Un château d'eau vendu pour 1 euro : la stratégie insolite d'un village creusois
Dans un geste aussi surprenant qu'économique, la commune de La Chapelle-Baloue, située dans le département de la Creuse en Nouvelle-Aquitaine, a décidé de brader littéralement son ancien château d'eau. La municipalité propose cette structure imposante de 15 mètres de hauteur pour la somme dérisoire d'un seul euro, avec une prise en charge intégrale des frais de notaire par la collectivité.
Une annonce publiée comme une brocante sur les réseaux sociaux
C'est via sa page Facebook, le 27 février dernier, que la mairie a lancé cette offre pour le moins originale. Sous le titre accrocheur "Devenez propriétaire pour 1 € !", la publication ressemblait à s'y méprendre à une annonce de brocante, relayant une opportunité immobilière hors du commun. L'offre, valable jusqu'au 31 mars prochain, comprend non seulement l'édifice lui-même mais également la parcelle de terrain de 79 mètres carrés sur laquelle il est érigé.
Une logique économique derrière ce geste symbolique
Derrière cette vente à prix cassé se cache une rationalité financière bien concrète. Comme l'explique Jean-Marc Bonnefont, premier adjoint de la commune, à nos confrères d'Alouette, la municipalité souhaite avant tout éviter des dépenses considérables. La modernisation des infrastructures hydrauliques impose la construction d'un nouveau réservoir le long de la route départementale 69, rendant l'ancien château d'eau obsolète.
La démolition pure et simple de cette structure métallique aurait coûté aux alentours de 100 000 euros selon les estimations communales.
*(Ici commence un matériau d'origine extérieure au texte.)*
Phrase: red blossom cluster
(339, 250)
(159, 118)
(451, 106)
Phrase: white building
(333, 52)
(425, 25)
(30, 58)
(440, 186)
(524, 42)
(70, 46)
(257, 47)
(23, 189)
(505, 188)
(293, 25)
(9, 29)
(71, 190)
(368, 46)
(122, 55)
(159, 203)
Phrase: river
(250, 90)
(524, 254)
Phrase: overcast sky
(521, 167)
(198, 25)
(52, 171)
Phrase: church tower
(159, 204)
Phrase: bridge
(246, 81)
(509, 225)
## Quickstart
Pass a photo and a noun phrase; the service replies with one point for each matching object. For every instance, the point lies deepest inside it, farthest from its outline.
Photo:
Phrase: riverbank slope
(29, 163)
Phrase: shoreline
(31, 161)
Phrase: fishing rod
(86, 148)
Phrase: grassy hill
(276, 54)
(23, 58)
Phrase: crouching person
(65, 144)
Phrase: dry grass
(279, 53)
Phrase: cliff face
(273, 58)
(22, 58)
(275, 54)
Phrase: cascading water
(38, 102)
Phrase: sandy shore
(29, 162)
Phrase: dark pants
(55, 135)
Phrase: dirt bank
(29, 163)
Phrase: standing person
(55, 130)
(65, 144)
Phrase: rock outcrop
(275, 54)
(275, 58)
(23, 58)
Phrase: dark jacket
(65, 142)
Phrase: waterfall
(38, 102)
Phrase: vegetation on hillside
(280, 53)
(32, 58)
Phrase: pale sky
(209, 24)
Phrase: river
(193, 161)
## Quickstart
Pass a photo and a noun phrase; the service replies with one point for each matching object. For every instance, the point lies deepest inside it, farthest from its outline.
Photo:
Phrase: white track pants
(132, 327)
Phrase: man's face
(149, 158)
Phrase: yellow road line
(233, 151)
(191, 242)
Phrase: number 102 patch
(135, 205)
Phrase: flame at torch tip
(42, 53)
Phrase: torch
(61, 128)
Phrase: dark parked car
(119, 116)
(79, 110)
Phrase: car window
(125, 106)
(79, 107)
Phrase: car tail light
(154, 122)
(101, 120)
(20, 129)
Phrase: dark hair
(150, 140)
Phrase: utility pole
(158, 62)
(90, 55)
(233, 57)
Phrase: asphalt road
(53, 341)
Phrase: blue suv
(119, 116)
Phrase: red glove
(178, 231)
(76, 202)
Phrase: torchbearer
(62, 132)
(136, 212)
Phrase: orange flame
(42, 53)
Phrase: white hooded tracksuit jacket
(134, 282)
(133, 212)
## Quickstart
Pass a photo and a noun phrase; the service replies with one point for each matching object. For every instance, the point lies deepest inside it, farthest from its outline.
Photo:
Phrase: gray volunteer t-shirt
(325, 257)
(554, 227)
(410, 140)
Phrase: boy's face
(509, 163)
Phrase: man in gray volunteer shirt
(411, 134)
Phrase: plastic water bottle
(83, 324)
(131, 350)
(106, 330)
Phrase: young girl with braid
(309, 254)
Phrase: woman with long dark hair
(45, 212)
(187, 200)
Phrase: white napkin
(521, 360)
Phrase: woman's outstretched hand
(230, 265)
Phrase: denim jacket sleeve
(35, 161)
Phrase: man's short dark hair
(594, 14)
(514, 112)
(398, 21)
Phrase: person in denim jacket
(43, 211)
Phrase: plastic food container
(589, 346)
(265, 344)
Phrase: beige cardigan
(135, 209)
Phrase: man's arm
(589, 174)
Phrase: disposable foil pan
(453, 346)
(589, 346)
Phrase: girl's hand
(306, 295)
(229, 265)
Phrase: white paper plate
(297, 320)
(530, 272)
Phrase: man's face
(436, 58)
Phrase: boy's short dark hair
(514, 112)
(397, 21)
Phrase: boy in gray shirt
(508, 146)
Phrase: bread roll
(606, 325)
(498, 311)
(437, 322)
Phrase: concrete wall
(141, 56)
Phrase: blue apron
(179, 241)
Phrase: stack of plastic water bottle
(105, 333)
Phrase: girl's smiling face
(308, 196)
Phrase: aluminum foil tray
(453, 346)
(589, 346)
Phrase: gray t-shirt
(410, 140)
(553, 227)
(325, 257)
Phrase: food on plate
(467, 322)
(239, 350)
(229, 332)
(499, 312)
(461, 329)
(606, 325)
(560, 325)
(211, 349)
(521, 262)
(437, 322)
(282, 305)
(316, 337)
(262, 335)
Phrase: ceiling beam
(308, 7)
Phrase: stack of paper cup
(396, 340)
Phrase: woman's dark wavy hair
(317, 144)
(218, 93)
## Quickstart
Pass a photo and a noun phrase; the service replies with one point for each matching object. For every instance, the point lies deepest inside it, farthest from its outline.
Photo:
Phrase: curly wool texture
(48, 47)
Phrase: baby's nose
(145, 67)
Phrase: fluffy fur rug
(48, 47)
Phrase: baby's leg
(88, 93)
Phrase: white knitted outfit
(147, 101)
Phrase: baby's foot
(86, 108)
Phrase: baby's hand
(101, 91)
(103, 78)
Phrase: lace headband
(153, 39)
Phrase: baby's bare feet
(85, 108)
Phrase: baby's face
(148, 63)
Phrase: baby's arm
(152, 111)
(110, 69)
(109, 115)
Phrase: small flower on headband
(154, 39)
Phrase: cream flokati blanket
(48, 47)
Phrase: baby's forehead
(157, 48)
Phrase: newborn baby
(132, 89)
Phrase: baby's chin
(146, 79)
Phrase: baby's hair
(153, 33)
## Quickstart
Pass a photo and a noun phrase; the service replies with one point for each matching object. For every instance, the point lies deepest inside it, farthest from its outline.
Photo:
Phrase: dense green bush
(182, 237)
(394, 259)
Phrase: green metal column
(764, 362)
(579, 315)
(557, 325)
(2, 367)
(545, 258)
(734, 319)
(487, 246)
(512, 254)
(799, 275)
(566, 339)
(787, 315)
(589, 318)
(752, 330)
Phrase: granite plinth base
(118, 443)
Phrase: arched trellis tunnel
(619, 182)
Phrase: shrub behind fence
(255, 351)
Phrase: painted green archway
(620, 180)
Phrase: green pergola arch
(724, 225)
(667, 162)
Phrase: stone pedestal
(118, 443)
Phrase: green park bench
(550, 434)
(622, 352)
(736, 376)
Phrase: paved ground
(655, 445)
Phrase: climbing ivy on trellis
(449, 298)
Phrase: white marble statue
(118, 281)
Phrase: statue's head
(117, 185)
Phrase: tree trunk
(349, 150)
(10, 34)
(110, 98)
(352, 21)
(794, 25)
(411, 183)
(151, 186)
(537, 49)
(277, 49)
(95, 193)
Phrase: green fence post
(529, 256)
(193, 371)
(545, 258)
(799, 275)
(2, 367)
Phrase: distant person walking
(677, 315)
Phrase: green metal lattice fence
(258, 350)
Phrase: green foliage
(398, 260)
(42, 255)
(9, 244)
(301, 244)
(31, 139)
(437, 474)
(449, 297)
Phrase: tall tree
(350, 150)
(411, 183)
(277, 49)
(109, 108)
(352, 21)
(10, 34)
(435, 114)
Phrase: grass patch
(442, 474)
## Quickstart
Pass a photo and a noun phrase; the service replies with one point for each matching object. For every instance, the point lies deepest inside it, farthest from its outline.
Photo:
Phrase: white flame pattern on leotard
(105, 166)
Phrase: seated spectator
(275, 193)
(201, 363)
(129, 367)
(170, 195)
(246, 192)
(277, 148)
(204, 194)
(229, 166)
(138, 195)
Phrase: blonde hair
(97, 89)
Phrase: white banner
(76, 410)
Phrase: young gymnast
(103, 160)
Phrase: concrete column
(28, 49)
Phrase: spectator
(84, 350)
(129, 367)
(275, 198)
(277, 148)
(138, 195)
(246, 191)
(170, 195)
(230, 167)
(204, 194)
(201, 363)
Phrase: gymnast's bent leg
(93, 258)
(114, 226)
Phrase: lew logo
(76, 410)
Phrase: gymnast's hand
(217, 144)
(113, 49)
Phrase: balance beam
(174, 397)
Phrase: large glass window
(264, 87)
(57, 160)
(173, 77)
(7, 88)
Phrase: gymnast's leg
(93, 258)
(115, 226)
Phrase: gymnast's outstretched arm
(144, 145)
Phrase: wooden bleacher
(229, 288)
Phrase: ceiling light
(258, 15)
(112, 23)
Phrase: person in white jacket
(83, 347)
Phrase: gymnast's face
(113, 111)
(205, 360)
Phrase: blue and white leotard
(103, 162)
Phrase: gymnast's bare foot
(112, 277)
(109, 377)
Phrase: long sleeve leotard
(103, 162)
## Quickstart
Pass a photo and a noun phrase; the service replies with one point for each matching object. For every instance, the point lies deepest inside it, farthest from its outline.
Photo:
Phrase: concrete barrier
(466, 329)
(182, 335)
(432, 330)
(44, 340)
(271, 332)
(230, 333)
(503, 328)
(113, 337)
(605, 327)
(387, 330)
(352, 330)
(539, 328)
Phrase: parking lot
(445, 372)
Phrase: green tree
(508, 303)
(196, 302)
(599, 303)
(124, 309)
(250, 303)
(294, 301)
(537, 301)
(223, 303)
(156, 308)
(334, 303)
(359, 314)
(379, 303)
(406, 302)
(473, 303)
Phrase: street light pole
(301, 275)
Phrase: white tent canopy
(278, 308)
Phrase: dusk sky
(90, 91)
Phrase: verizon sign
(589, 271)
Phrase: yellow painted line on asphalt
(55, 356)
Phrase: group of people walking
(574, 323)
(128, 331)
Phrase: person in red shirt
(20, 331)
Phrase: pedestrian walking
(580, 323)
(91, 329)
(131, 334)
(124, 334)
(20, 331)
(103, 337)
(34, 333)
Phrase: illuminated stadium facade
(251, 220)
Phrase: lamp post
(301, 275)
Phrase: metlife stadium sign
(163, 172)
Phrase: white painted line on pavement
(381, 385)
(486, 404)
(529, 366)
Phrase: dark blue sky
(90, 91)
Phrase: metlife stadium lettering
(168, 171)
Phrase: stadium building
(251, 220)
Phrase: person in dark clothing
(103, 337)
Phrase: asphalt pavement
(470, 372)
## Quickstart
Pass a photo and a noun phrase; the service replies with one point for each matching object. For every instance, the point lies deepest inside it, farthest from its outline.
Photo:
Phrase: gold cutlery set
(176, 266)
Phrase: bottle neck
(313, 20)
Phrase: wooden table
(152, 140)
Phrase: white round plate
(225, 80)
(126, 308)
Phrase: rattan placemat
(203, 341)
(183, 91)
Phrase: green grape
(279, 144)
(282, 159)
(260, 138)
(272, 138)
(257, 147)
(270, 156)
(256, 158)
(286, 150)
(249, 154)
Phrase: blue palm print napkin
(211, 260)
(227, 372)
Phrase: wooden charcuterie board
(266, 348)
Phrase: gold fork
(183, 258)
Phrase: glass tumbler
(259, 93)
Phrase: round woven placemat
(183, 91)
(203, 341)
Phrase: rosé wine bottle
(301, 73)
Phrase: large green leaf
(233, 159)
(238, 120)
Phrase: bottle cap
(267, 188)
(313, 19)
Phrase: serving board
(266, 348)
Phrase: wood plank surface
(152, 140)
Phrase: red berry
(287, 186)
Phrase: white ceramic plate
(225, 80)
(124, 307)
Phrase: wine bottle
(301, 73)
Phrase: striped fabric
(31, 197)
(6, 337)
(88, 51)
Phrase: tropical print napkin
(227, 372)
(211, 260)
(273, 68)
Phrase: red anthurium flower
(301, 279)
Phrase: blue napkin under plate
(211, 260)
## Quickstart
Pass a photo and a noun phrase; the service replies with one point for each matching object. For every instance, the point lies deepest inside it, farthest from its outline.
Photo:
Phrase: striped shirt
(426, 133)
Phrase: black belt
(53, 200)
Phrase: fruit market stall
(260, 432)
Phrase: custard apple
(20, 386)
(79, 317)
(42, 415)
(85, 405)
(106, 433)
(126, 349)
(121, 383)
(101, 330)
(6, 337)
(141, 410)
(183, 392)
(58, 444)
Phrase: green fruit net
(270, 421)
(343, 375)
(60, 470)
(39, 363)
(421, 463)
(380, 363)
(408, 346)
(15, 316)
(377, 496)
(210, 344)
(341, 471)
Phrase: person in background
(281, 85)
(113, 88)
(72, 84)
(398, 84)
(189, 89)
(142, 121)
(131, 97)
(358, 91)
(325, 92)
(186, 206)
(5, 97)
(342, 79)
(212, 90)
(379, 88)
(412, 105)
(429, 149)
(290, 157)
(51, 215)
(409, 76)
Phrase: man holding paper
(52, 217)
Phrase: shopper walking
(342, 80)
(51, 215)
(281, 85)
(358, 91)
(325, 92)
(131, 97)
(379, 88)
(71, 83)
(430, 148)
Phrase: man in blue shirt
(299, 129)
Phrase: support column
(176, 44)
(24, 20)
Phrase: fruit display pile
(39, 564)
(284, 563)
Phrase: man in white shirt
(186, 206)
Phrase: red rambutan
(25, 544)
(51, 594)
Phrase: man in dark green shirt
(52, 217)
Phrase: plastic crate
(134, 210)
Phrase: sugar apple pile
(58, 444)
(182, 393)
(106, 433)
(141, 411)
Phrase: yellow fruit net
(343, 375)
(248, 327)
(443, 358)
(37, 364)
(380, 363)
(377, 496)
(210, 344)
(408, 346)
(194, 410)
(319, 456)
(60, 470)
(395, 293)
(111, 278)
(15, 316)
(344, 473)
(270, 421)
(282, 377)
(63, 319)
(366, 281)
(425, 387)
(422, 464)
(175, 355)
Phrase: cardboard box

En proposant cette vente symbolique, La Chapelle-Baloue espère donc transférer la responsabilité et les coûts potentiels de démantèlement à un nouveau propriétaire, tout en évitant les frais de déconnexion du réseau.
Des riverains privilégiés mais pas exclusifs
Cette offre s'adresse en priorité aux habitants vivant à proximité immédiate de l'ancien château d'eau de "La Deunière". Comme le précise le premier adjoint, cette opportunité pourrait leur permettre "d'agrandir leur terrain et de maîtriser leur environnement proche". Cependant, tous ne partagent pas cet enthousiasme.
Tony, un riverain travaillant dans la fonction publique, tempère cet optimisme en soulignant que "on pourrait faire plein de choses, et des choses sympas, mais pour ça il faut les moyens de le remettre en état". Cette remarque met en lumière le défi que représente la réhabilitation d'une telle structure, même acquise pour un prix symbolique.
Une porte ouverte aux propositions extérieures
La commune a toutefois précisé que si aucun riverain ne manifestait d'intérêt avant la date limite du 31 mars, elle se réserverait le droit d'étudier toute proposition émanant de personnes extérieures au village. Cette clause témoigne de la volonté municipale de trouver une solution durable pour ce patrimoine industriel devenu encombrant.
Cette initiative insolite illustre les défis auxquels sont confrontées les petites communes rurales face à la gestion de leur patrimoine bâti obsolète. Entre préservation du patrimoine, contraintes budgétaires et recherche de solutions innovantes, La Chapelle-Baloue tente une approche originale qui pourrait faire des émules dans d'autres territoires confrontés à des situations similaires.